Now this idea of yours (and some others) that, because he purchased the codes, he must have used them, or why did he buy them in the first place doesn't completely hold water, and here's why;
Almost everyone, at some time, has bought something or other and just put it away, unopened. So why would this behavior be any different? In fact, it carries more weight in this situation, because the codes are dependent on the ownership of both a satellite receiver and dish antenna. They are of no use, all by themselves.
His reason not to is because he might not think or anticipate some possible email or Pm is going to fall into the Plaintiffs or there will be some possible court order to his ISP or PayPal or whoever to turn over records. He may not think or anticipate that the Plaintiff could go to one of his neighbors in hope of gathering information that we have just recently seen in a case so in his mind he could be possibly saying to himself why tell his lawyer I am not going to be caught.

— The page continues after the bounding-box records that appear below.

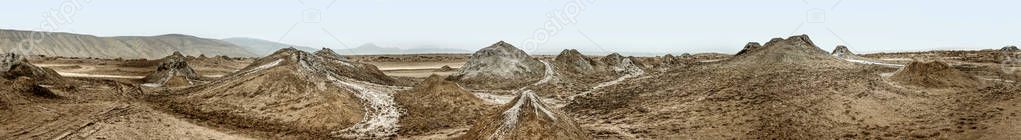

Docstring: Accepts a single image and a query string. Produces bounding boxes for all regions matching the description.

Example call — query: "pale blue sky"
[0,0,1021,53]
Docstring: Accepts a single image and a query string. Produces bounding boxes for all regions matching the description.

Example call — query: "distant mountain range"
[224,38,472,55]
[0,30,257,59]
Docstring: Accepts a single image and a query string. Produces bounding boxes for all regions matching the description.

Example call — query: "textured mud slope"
[565,36,1016,139]
[0,53,63,84]
[461,91,591,140]
[395,75,490,135]
[890,61,982,88]
[0,30,256,59]
[142,52,206,87]
[158,48,396,137]
[450,41,545,89]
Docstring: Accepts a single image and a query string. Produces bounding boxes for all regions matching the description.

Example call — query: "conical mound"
[142,52,204,87]
[463,91,591,140]
[162,48,399,138]
[0,53,63,84]
[728,35,847,66]
[553,49,596,74]
[830,45,855,58]
[0,77,61,108]
[890,61,981,88]
[601,53,645,75]
[451,41,545,89]
[734,42,763,55]
[315,48,347,60]
[1000,46,1021,52]
[395,75,489,135]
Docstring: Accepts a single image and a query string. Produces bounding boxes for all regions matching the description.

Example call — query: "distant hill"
[0,30,257,59]
[223,38,319,56]
[337,43,472,55]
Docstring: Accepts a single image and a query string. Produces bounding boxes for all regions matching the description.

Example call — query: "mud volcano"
[315,48,347,60]
[450,41,546,89]
[167,48,400,139]
[734,42,763,55]
[463,91,591,140]
[142,52,205,87]
[0,53,63,84]
[728,35,849,66]
[1000,46,1021,52]
[830,45,855,58]
[890,61,982,88]
[553,49,598,74]
[395,75,489,135]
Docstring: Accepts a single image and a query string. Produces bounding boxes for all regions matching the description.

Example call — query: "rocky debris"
[142,52,205,87]
[728,35,850,66]
[395,75,489,135]
[830,45,855,58]
[0,77,63,106]
[463,91,591,140]
[1000,46,1021,52]
[654,54,691,69]
[890,61,981,88]
[0,53,63,84]
[734,42,763,55]
[602,53,645,75]
[450,41,546,89]
[553,49,597,74]
[315,48,347,60]
[677,53,695,59]
[156,48,401,138]
[436,65,457,72]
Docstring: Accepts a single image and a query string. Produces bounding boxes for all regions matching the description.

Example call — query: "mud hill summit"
[602,52,645,75]
[161,48,400,139]
[564,36,918,139]
[728,35,848,66]
[1000,46,1021,52]
[463,91,591,140]
[142,52,205,87]
[450,41,546,89]
[395,75,489,135]
[315,48,347,60]
[890,61,981,88]
[553,49,599,74]
[0,53,63,84]
[830,45,855,58]
[0,53,64,105]
[734,42,763,55]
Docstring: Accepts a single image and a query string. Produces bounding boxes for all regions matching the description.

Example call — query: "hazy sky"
[0,0,1021,53]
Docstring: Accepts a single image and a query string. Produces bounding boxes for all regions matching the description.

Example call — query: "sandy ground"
[0,49,1021,139]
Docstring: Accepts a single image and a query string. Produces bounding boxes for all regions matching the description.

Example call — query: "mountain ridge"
[0,29,257,59]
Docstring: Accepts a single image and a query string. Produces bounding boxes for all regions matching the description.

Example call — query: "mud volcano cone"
[728,35,849,66]
[167,48,399,139]
[450,41,545,89]
[142,52,204,87]
[463,91,591,140]
[315,48,347,60]
[395,75,489,135]
[830,45,855,58]
[553,49,596,74]
[734,42,763,55]
[0,53,63,84]
[1000,46,1021,52]
[890,61,981,88]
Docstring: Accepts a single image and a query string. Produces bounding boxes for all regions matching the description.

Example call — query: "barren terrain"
[0,36,1021,139]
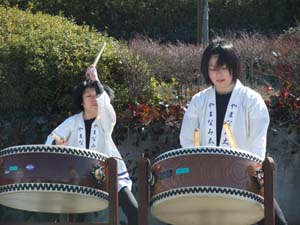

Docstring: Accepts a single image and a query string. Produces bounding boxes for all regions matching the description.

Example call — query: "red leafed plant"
[269,30,300,133]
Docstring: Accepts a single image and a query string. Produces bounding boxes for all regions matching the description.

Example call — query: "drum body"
[0,145,108,213]
[151,147,264,225]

I say this because it is so unlikely someone decided to buy a subscription to that service without being able to use it. I don't think in reality people do that.
GS2
Heres the problem you think they must prove he used it. I don't agree with that. If they pick up an incriminating email from the defendant why would they have to prove he used it or have server logs. This is civil court where the decision goes to where the preponderance of the evidence has more weight. If the defenant says in an email to wufman just as an example, why is it in the last two days the PPV's are not working do you think they have to actually prove he used it.
I don't agree with your therory that people buy some illegal service and just put it away. People buy things and can just put it away but we are talking about buying something that is illegal. People don't just buy illegal things in my opinion. I think most people will stay away from purchasing illegal things to avoid trouble. Why would anyone put themselves at risk like that unless they wanted to participate seems more logical to me.